Description
Code Sample
import pandas as pd
import numpy as np
n=80000
g=5
index = pd.MultiIndex.from_product([
np.arange(g),
pd.to_timedelta(np.arange(n), unit='s')
])
data = pd.DataFrame(
np.random.randint(0,1000,size=(len(index))),
index=index
)
%timeit data.groupby(level=0).resample('10s',level=1).mean()
# 3.93 s ± 295 ms per loop (mean ± std. dev. of 7 runs, 1 loop each)
%timeit data.reset_index(1).groupby(level=0).resample('10s',on='level_1').mean()
# 157 ms ± 3.33 ms per loop (mean ± std. dev. of 7 runs, 10 loops each)
Problem description
resample
seem to take much more time when resampling on a level of MultiIndex instead of normal data column.

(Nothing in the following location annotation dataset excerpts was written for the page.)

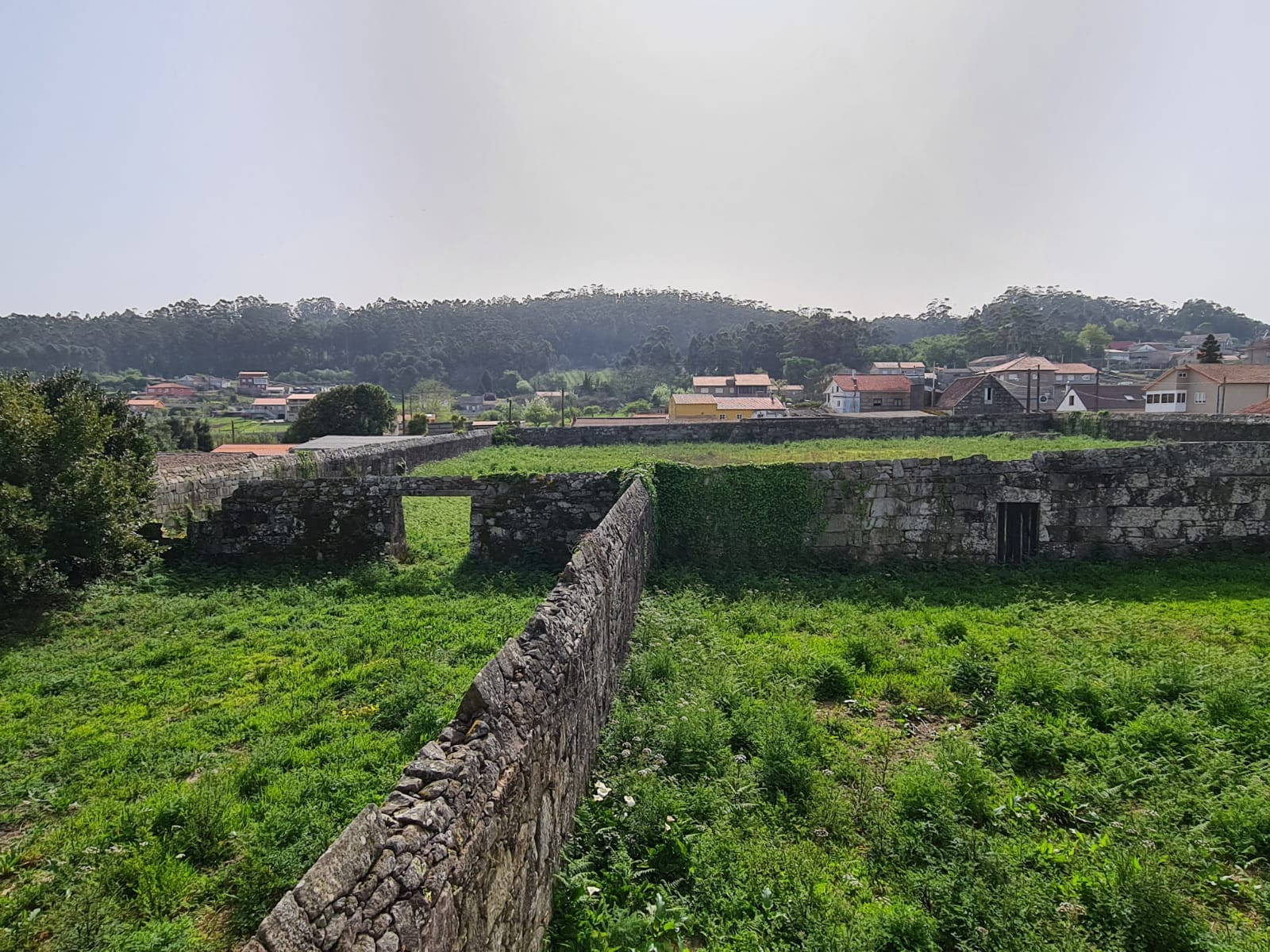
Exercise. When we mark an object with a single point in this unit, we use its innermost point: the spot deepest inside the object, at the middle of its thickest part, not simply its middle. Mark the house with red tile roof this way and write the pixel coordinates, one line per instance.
(872, 393)
(1208, 389)
(978, 395)
(734, 385)
(705, 406)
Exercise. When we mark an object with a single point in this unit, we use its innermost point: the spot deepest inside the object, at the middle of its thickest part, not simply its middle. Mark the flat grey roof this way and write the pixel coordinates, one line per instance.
(348, 442)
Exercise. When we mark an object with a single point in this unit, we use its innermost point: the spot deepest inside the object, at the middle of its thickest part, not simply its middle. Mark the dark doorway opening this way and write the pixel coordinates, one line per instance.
(1018, 532)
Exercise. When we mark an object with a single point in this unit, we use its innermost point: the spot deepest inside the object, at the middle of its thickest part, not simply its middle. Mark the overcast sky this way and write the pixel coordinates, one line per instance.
(865, 156)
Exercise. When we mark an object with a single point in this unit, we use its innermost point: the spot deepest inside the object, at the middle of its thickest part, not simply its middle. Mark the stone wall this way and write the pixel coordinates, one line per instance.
(463, 854)
(1187, 428)
(200, 482)
(1149, 501)
(535, 520)
(795, 428)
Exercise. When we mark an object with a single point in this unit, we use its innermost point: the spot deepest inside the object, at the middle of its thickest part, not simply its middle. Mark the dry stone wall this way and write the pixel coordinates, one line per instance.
(1149, 501)
(781, 431)
(198, 482)
(463, 854)
(537, 520)
(1187, 428)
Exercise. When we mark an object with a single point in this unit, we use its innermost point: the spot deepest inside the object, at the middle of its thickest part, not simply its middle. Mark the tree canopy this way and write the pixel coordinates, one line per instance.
(75, 478)
(362, 410)
(649, 336)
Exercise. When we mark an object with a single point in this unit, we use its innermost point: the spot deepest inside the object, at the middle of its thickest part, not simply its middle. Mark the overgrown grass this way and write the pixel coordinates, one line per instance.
(1068, 757)
(520, 459)
(222, 425)
(177, 750)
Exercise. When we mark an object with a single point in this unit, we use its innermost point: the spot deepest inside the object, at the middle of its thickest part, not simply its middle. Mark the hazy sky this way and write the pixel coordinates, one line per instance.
(865, 156)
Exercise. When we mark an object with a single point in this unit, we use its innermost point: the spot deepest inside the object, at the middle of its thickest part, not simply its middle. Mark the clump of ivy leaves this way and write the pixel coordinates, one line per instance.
(733, 516)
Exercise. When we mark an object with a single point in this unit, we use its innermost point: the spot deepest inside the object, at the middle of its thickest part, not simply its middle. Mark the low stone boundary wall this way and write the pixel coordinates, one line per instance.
(781, 431)
(1187, 428)
(200, 482)
(464, 854)
(1138, 501)
(1119, 501)
(535, 520)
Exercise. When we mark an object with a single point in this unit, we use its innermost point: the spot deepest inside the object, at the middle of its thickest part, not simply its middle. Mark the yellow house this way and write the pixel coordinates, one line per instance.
(704, 406)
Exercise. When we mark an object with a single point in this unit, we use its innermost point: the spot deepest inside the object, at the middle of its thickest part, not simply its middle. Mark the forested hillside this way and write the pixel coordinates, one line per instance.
(397, 343)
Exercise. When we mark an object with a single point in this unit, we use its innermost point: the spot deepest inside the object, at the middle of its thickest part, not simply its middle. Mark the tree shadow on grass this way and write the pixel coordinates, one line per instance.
(895, 584)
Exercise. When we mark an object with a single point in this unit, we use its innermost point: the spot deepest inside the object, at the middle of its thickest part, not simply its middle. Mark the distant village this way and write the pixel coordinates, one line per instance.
(1132, 378)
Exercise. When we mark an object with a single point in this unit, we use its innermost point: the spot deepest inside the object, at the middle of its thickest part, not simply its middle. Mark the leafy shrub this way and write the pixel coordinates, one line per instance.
(864, 653)
(893, 927)
(1034, 682)
(1244, 823)
(1032, 742)
(975, 674)
(362, 410)
(1133, 905)
(695, 742)
(74, 484)
(505, 435)
(921, 793)
(832, 681)
(1161, 730)
(785, 767)
(972, 784)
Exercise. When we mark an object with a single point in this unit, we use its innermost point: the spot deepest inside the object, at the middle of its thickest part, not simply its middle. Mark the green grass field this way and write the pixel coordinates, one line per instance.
(518, 459)
(224, 425)
(178, 749)
(1071, 757)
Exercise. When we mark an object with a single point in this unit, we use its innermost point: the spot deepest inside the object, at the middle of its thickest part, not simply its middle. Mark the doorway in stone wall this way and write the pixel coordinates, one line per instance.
(437, 527)
(1018, 532)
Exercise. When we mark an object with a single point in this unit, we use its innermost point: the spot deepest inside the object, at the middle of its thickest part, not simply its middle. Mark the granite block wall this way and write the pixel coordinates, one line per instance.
(1149, 501)
(463, 854)
(531, 520)
(200, 482)
(1187, 428)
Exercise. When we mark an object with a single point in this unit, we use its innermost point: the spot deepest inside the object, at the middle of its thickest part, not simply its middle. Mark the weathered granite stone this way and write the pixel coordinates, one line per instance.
(344, 862)
(473, 867)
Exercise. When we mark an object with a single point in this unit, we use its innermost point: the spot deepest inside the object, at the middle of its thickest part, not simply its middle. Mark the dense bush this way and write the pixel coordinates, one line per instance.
(365, 410)
(75, 475)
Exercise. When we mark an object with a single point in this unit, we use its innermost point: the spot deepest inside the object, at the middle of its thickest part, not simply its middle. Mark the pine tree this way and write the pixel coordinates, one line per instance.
(1210, 352)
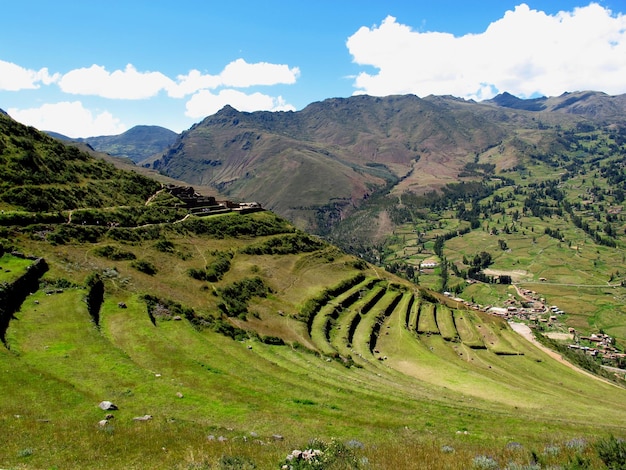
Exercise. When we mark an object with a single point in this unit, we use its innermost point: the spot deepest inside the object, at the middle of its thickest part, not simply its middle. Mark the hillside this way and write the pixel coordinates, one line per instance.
(227, 341)
(137, 144)
(317, 166)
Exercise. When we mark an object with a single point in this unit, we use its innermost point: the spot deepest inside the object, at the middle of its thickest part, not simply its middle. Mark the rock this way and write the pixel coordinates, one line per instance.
(142, 418)
(107, 406)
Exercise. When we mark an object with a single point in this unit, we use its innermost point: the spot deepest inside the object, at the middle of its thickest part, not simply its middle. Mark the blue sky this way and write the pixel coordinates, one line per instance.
(100, 67)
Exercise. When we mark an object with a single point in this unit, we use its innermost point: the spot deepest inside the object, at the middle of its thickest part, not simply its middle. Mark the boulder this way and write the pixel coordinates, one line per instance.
(142, 418)
(107, 406)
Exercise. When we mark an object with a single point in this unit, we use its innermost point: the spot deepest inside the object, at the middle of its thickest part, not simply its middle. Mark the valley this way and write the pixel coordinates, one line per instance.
(227, 339)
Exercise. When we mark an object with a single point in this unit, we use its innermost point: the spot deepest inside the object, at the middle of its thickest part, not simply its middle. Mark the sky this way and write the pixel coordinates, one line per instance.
(99, 67)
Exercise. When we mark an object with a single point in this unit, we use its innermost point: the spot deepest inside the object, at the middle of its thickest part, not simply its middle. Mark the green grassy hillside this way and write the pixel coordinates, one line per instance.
(230, 340)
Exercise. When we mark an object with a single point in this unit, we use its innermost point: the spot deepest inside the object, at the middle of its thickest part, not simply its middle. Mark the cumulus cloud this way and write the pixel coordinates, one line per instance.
(205, 103)
(15, 78)
(119, 84)
(526, 52)
(133, 84)
(240, 74)
(70, 119)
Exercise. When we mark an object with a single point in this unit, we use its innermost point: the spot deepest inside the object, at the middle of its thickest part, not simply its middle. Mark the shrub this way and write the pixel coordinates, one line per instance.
(144, 266)
(484, 462)
(286, 244)
(612, 452)
(164, 246)
(237, 295)
(322, 455)
(236, 462)
(114, 253)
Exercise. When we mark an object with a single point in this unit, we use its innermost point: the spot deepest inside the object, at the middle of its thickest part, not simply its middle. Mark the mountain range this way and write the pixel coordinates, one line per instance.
(138, 332)
(318, 165)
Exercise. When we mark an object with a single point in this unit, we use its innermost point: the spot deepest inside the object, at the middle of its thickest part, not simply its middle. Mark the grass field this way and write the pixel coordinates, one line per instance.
(382, 366)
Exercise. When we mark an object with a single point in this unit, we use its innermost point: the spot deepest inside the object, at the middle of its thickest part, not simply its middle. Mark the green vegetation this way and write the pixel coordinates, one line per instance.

The second, faster approach is more convoluted and is not what first comes to mind.
Expected Output
Both operations should around the same amount of time with second possibly slightly more, because of additional reset_index operation. If the difference is expected than first operation should show warning hinting on optimal solution.
Output of pd.show_versions()
INSTALLED VERSIONS
commit : None
python : 3.7.4.final.0
python-bits : 64
OS : Windows
OS-release : 10
machine : AMD64
processor : Intel64 Family 6 Model 94 Stepping 3, GenuineIntel
byteorder : little
LC_ALL : None
LANG : None
LOCALE : None.None
pandas : 0.25.1
numpy : 1.16.4
pytz : 2019.2
dateutil : 2.8.0
pip : 19.2.2
setuptools : 41.0.1
Cython : 0.29.13
pytest : 5.0.1
hypothesis : None
sphinx : 2.1.2
blosc : None
feather : None
xlsxwriter : 1.1.8
lxml.etree : 4.4.1
html5lib : 1.0.1
pymysql : None
psycopg2 : None
jinja2 : 2.10.1
IPython : 7.8.0
pandas_datareader: None
bs4 : 4.8.0
bottleneck : 1.2.1
fastparquet : None
gcsfs : None
lxml.etree : 4.4.1
matplotlib : 3.1.1
numexpr : 2.7.0
odfpy : None
openpyxl : 2.6.2
pandas_gbq : None
pyarrow : None
pytables : None
s3fs : None
scipy : 1.3.1
sqlalchemy : 1.3.7
tables : 3.5.2
xarray : None
xlrd : 1.2.0
xlwt : 1.3.0
xlsxwriter : 1.1.8